La frénésie d’achats de navires, notamment de porte-conteneurs, est en effet historique. En dix-huit mois à peine, le carnet de commandes de porte-conteneurs est passé de 2 à plus de 6,5 MEVP, à en juger par le dernier relevé du BIMCO, l'une des plus grandes associations maritimes internationales représentant les armateurs. Si le carnet de commandes mondial ne représente que 10 % de la flotte en exploitation, il est écrasé par la demande des porte-conteneurs (26,4 %) qui ont d’ailleurs trusté tous les postes d’amarrage des chantiers navals pour a minima deux ans et plus certainement jusqu’en 2025. Les vraquiers (6,6 %) et les pétroliers (6,3 %) font figure de parents pauvres. Les méthaniers dominent également dans les nouveaux projets en reflet de la forte demande en GNL.
Levée des quotas
En revoyant ses lois sur l’immigration, le pays cherche urgemment des soudeurs, des peintres, des électriciens et des ingénieurs, ont précisé les médias sud-coréens. Le ministère de la Justice a levé le système de quotas qui prévaut jusqu’à présent, en vertu duquel seuls 600 soudeurs et 300 peintres sont autorisés à travailler en Corée. Toutefois, le nombre de titulaires de visas E-7 sera limité à 4 428, soit un plafond de 20 %, afin de protéger la sécurité de l'emploi des 22 142 emplois du pays.

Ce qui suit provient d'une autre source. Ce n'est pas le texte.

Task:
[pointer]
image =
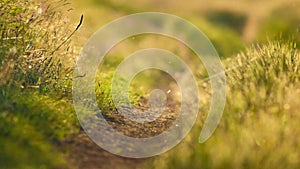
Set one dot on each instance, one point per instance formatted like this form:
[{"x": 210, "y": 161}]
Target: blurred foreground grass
[{"x": 259, "y": 128}]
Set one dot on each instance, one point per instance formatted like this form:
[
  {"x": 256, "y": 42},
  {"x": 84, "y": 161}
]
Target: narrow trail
[{"x": 82, "y": 152}]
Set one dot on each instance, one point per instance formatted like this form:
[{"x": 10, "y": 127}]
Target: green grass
[
  {"x": 259, "y": 128},
  {"x": 32, "y": 125}
]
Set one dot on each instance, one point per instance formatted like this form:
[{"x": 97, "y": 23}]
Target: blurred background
[{"x": 258, "y": 42}]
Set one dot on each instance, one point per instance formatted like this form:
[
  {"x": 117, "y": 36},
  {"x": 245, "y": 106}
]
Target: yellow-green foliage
[
  {"x": 259, "y": 128},
  {"x": 34, "y": 32}
]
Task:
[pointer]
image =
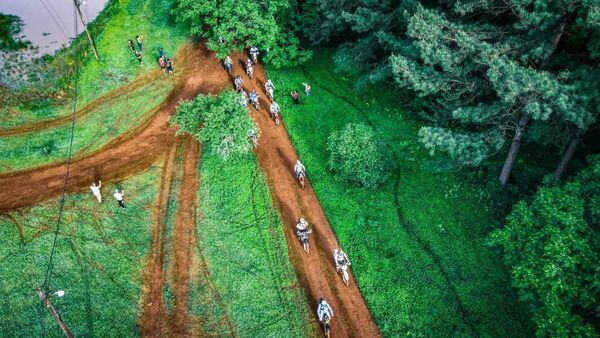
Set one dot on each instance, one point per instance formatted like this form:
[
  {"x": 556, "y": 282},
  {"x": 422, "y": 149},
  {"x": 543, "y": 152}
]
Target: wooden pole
[
  {"x": 54, "y": 314},
  {"x": 77, "y": 3}
]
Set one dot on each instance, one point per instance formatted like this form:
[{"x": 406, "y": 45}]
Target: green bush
[
  {"x": 356, "y": 156},
  {"x": 221, "y": 123}
]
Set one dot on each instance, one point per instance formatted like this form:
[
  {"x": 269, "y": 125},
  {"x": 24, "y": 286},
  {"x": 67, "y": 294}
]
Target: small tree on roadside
[
  {"x": 358, "y": 157},
  {"x": 221, "y": 123}
]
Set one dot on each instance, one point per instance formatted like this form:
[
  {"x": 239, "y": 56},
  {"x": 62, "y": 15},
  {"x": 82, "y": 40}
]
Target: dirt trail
[
  {"x": 183, "y": 234},
  {"x": 125, "y": 155},
  {"x": 112, "y": 96},
  {"x": 153, "y": 312},
  {"x": 316, "y": 270},
  {"x": 139, "y": 148}
]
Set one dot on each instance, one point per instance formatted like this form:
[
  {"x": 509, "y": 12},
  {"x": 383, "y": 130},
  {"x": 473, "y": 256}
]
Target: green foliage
[
  {"x": 251, "y": 281},
  {"x": 417, "y": 243},
  {"x": 100, "y": 254},
  {"x": 221, "y": 123},
  {"x": 10, "y": 28},
  {"x": 358, "y": 156},
  {"x": 369, "y": 30},
  {"x": 552, "y": 245},
  {"x": 241, "y": 24}
]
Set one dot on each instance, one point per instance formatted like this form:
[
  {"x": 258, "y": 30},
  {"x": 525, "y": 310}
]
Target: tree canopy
[
  {"x": 232, "y": 25},
  {"x": 552, "y": 246}
]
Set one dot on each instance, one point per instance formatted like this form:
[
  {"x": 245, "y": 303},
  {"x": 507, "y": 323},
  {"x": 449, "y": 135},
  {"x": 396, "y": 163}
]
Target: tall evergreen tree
[{"x": 486, "y": 69}]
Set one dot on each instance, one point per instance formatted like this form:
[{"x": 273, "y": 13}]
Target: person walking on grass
[
  {"x": 96, "y": 190},
  {"x": 169, "y": 66},
  {"x": 162, "y": 64},
  {"x": 138, "y": 56},
  {"x": 306, "y": 89},
  {"x": 139, "y": 41},
  {"x": 119, "y": 197},
  {"x": 131, "y": 45}
]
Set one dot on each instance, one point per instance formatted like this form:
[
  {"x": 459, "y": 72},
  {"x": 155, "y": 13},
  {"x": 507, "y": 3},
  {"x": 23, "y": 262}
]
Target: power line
[
  {"x": 48, "y": 275},
  {"x": 56, "y": 21}
]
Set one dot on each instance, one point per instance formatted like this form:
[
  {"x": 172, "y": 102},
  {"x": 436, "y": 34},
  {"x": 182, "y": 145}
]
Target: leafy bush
[
  {"x": 244, "y": 23},
  {"x": 552, "y": 246},
  {"x": 358, "y": 157},
  {"x": 221, "y": 123}
]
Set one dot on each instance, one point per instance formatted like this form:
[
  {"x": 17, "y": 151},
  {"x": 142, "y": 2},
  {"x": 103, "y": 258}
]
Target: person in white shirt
[
  {"x": 119, "y": 197},
  {"x": 96, "y": 190}
]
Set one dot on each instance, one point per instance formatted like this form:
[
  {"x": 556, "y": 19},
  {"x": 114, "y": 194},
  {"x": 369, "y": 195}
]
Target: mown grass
[
  {"x": 92, "y": 131},
  {"x": 418, "y": 242},
  {"x": 119, "y": 21},
  {"x": 100, "y": 252},
  {"x": 241, "y": 242}
]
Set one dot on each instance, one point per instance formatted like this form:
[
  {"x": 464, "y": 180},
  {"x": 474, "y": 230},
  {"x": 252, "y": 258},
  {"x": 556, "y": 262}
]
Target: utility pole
[
  {"x": 77, "y": 4},
  {"x": 54, "y": 314}
]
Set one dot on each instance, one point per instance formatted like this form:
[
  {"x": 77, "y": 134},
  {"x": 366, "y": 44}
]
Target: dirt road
[
  {"x": 131, "y": 152},
  {"x": 134, "y": 151},
  {"x": 316, "y": 270}
]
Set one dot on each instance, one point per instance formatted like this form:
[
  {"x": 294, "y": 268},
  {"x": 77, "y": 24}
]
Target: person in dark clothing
[
  {"x": 138, "y": 55},
  {"x": 295, "y": 96},
  {"x": 139, "y": 41},
  {"x": 169, "y": 66}
]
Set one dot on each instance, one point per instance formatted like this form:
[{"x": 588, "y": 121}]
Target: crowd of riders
[
  {"x": 165, "y": 63},
  {"x": 303, "y": 228}
]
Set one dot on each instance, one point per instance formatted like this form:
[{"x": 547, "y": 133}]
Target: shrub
[
  {"x": 221, "y": 123},
  {"x": 358, "y": 157}
]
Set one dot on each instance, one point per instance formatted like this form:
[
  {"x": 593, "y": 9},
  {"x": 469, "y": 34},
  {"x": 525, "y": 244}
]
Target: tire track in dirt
[
  {"x": 183, "y": 234},
  {"x": 153, "y": 312},
  {"x": 126, "y": 155},
  {"x": 315, "y": 270}
]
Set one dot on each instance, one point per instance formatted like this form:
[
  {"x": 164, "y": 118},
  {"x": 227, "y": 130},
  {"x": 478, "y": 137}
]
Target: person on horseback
[
  {"x": 324, "y": 309},
  {"x": 341, "y": 259},
  {"x": 254, "y": 53},
  {"x": 299, "y": 169},
  {"x": 244, "y": 99},
  {"x": 228, "y": 63},
  {"x": 269, "y": 87},
  {"x": 274, "y": 109},
  {"x": 238, "y": 83},
  {"x": 249, "y": 68},
  {"x": 301, "y": 226}
]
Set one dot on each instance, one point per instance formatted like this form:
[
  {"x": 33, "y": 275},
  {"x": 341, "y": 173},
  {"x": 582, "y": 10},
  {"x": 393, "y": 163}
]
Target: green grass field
[
  {"x": 100, "y": 252},
  {"x": 240, "y": 237},
  {"x": 120, "y": 20},
  {"x": 418, "y": 242}
]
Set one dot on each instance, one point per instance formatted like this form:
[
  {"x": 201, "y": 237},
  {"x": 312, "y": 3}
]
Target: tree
[
  {"x": 232, "y": 25},
  {"x": 10, "y": 28},
  {"x": 221, "y": 123},
  {"x": 357, "y": 156},
  {"x": 485, "y": 70},
  {"x": 552, "y": 246},
  {"x": 370, "y": 31}
]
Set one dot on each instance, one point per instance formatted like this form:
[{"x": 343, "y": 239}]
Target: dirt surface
[
  {"x": 183, "y": 234},
  {"x": 316, "y": 270},
  {"x": 153, "y": 312},
  {"x": 199, "y": 72}
]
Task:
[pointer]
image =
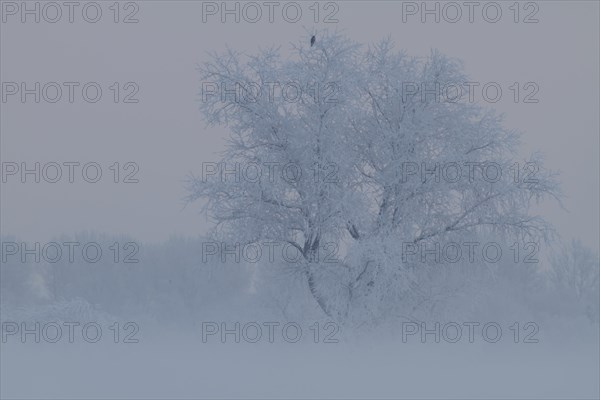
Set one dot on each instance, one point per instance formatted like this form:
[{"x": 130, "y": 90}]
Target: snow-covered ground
[{"x": 177, "y": 365}]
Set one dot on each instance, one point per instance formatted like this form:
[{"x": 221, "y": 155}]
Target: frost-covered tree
[
  {"x": 386, "y": 158},
  {"x": 575, "y": 275}
]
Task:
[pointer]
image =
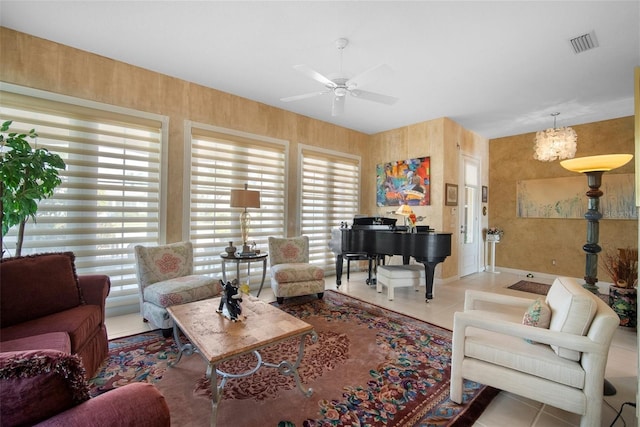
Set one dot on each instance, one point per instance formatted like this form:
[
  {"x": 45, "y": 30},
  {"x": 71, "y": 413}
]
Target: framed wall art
[
  {"x": 404, "y": 182},
  {"x": 451, "y": 195},
  {"x": 566, "y": 197}
]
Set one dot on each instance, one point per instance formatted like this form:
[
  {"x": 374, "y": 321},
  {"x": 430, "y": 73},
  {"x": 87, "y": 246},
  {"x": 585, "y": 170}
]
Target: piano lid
[{"x": 373, "y": 220}]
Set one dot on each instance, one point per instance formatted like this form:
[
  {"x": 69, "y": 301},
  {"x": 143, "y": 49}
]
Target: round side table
[{"x": 246, "y": 259}]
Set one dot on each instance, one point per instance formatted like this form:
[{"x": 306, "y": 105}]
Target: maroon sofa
[
  {"x": 48, "y": 388},
  {"x": 41, "y": 295},
  {"x": 52, "y": 340}
]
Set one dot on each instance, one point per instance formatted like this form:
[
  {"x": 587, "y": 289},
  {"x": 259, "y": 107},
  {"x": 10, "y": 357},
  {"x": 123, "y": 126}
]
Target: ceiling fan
[{"x": 340, "y": 86}]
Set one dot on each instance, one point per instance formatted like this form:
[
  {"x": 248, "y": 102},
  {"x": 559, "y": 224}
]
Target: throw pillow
[
  {"x": 38, "y": 285},
  {"x": 538, "y": 314},
  {"x": 38, "y": 384}
]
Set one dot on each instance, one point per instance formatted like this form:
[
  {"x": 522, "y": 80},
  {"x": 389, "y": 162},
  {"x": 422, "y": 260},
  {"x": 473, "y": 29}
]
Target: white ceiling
[{"x": 496, "y": 68}]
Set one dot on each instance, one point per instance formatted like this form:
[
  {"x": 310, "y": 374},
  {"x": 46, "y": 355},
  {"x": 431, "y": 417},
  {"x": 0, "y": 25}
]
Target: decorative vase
[
  {"x": 230, "y": 250},
  {"x": 624, "y": 302}
]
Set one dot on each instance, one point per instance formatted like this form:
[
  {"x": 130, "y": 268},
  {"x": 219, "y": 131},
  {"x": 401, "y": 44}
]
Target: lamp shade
[
  {"x": 404, "y": 210},
  {"x": 603, "y": 163},
  {"x": 245, "y": 199}
]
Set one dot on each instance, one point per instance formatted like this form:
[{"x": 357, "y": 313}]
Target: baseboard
[{"x": 603, "y": 287}]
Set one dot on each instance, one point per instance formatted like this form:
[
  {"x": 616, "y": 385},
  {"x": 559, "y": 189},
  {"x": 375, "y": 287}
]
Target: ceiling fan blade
[
  {"x": 304, "y": 96},
  {"x": 338, "y": 106},
  {"x": 375, "y": 97},
  {"x": 375, "y": 73},
  {"x": 309, "y": 72}
]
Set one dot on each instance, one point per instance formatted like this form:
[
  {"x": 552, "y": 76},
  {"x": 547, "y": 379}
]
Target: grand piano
[{"x": 378, "y": 237}]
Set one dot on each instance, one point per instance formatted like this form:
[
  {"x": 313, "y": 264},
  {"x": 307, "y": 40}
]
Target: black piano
[{"x": 378, "y": 237}]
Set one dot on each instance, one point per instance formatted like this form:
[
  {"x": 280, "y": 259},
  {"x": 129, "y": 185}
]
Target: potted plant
[
  {"x": 494, "y": 234},
  {"x": 622, "y": 267},
  {"x": 27, "y": 175}
]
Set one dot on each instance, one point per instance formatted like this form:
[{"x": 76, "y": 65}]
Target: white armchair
[{"x": 562, "y": 365}]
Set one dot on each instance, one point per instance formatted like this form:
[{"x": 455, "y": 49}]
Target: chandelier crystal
[{"x": 555, "y": 143}]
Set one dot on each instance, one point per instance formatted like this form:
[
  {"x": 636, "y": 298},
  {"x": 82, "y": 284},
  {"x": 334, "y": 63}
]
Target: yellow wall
[
  {"x": 33, "y": 62},
  {"x": 531, "y": 244},
  {"x": 444, "y": 141}
]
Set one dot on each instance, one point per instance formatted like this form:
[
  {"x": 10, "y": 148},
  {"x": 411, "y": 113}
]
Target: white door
[{"x": 470, "y": 217}]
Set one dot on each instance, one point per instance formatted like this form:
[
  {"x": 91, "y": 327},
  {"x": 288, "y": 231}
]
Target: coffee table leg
[
  {"x": 216, "y": 392},
  {"x": 287, "y": 368},
  {"x": 186, "y": 348},
  {"x": 264, "y": 273}
]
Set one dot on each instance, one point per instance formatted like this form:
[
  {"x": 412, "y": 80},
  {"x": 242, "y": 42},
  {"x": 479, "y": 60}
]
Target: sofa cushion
[
  {"x": 296, "y": 272},
  {"x": 37, "y": 285},
  {"x": 538, "y": 315},
  {"x": 80, "y": 323},
  {"x": 52, "y": 341},
  {"x": 572, "y": 310},
  {"x": 514, "y": 353},
  {"x": 37, "y": 384},
  {"x": 181, "y": 290}
]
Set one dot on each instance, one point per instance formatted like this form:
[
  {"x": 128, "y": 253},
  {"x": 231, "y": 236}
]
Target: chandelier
[{"x": 555, "y": 143}]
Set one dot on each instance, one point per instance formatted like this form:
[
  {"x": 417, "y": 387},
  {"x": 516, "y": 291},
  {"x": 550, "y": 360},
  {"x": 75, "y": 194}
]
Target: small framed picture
[{"x": 451, "y": 195}]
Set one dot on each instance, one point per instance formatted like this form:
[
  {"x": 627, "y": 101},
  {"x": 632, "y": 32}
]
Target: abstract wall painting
[
  {"x": 566, "y": 197},
  {"x": 404, "y": 182}
]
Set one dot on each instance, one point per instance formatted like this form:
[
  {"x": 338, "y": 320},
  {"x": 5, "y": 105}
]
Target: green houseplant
[
  {"x": 622, "y": 267},
  {"x": 27, "y": 175}
]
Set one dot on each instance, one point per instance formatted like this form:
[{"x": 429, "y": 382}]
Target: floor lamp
[
  {"x": 245, "y": 199},
  {"x": 594, "y": 167}
]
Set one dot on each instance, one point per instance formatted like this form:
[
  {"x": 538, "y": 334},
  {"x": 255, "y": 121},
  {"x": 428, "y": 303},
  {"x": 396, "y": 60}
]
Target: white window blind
[
  {"x": 330, "y": 195},
  {"x": 110, "y": 196},
  {"x": 223, "y": 160}
]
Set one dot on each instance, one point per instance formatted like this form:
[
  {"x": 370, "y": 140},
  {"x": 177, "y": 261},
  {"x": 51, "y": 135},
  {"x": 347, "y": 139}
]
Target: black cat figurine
[{"x": 231, "y": 299}]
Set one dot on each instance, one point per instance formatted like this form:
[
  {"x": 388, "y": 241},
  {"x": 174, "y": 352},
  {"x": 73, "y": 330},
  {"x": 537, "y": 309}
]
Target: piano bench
[{"x": 398, "y": 276}]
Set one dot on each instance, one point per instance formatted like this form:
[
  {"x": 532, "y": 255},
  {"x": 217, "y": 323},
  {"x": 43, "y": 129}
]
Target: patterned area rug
[
  {"x": 532, "y": 287},
  {"x": 370, "y": 366}
]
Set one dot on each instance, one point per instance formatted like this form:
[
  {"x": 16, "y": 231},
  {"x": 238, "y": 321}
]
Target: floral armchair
[
  {"x": 291, "y": 273},
  {"x": 165, "y": 278}
]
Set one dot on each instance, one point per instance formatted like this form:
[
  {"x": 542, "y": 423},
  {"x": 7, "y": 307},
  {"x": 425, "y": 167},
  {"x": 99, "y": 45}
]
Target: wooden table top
[{"x": 218, "y": 338}]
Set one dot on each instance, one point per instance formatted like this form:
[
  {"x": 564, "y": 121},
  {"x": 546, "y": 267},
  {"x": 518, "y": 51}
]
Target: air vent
[{"x": 584, "y": 42}]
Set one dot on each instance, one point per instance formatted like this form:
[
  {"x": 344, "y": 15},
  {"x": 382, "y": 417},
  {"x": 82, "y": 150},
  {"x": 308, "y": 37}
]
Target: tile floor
[{"x": 506, "y": 409}]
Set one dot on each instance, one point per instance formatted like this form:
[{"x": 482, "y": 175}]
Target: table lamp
[
  {"x": 245, "y": 199},
  {"x": 405, "y": 211}
]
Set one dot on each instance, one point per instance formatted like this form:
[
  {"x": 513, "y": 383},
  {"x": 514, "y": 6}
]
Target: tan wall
[
  {"x": 443, "y": 140},
  {"x": 33, "y": 62},
  {"x": 37, "y": 63},
  {"x": 531, "y": 244}
]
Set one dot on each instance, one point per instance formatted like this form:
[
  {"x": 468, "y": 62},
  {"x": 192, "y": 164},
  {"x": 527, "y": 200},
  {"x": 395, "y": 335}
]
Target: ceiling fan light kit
[{"x": 342, "y": 86}]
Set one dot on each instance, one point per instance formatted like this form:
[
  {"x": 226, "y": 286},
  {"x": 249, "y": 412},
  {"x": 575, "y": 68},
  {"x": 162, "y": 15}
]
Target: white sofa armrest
[{"x": 473, "y": 297}]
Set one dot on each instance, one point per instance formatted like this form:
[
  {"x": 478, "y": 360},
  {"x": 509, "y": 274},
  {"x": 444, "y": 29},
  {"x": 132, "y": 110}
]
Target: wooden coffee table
[{"x": 218, "y": 339}]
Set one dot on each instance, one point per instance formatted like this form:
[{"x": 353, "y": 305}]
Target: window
[
  {"x": 222, "y": 160},
  {"x": 111, "y": 193},
  {"x": 330, "y": 186}
]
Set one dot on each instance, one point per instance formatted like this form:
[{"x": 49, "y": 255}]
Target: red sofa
[
  {"x": 48, "y": 388},
  {"x": 41, "y": 295},
  {"x": 52, "y": 340}
]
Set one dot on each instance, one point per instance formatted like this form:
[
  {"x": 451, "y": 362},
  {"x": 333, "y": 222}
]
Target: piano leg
[
  {"x": 429, "y": 272},
  {"x": 339, "y": 261}
]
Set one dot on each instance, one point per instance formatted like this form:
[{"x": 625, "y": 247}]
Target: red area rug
[{"x": 370, "y": 366}]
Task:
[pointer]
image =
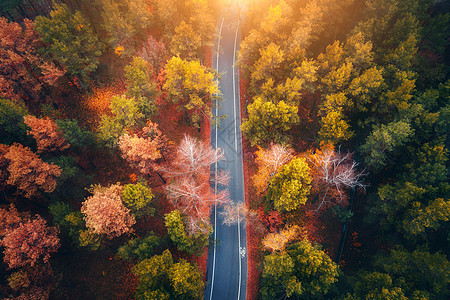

Les conditions d'admissibilité seront en outre allégées pour permettre à certains profils qualifiés (soudeurs et électriciens) d’être recrutés même sans expérience, une règle qui n'était auparavant accordée qu'aux peintres.
Hémorragie dans les radoubs
D’après l'Association coréenne de construction navale offshore (Koshipa), les effectifs dans la construction navale du pays se sont considérablement effrités au cours des huit dernières années pour atteindre 92 000 l'année dernière, contre 203 000 en 2014 lorsque l'industrie était en plein essor. Selon l'association, il manquera 9 500 travailleurs en septembre lorsque les chantiers entreront dans le « dur » des commandes.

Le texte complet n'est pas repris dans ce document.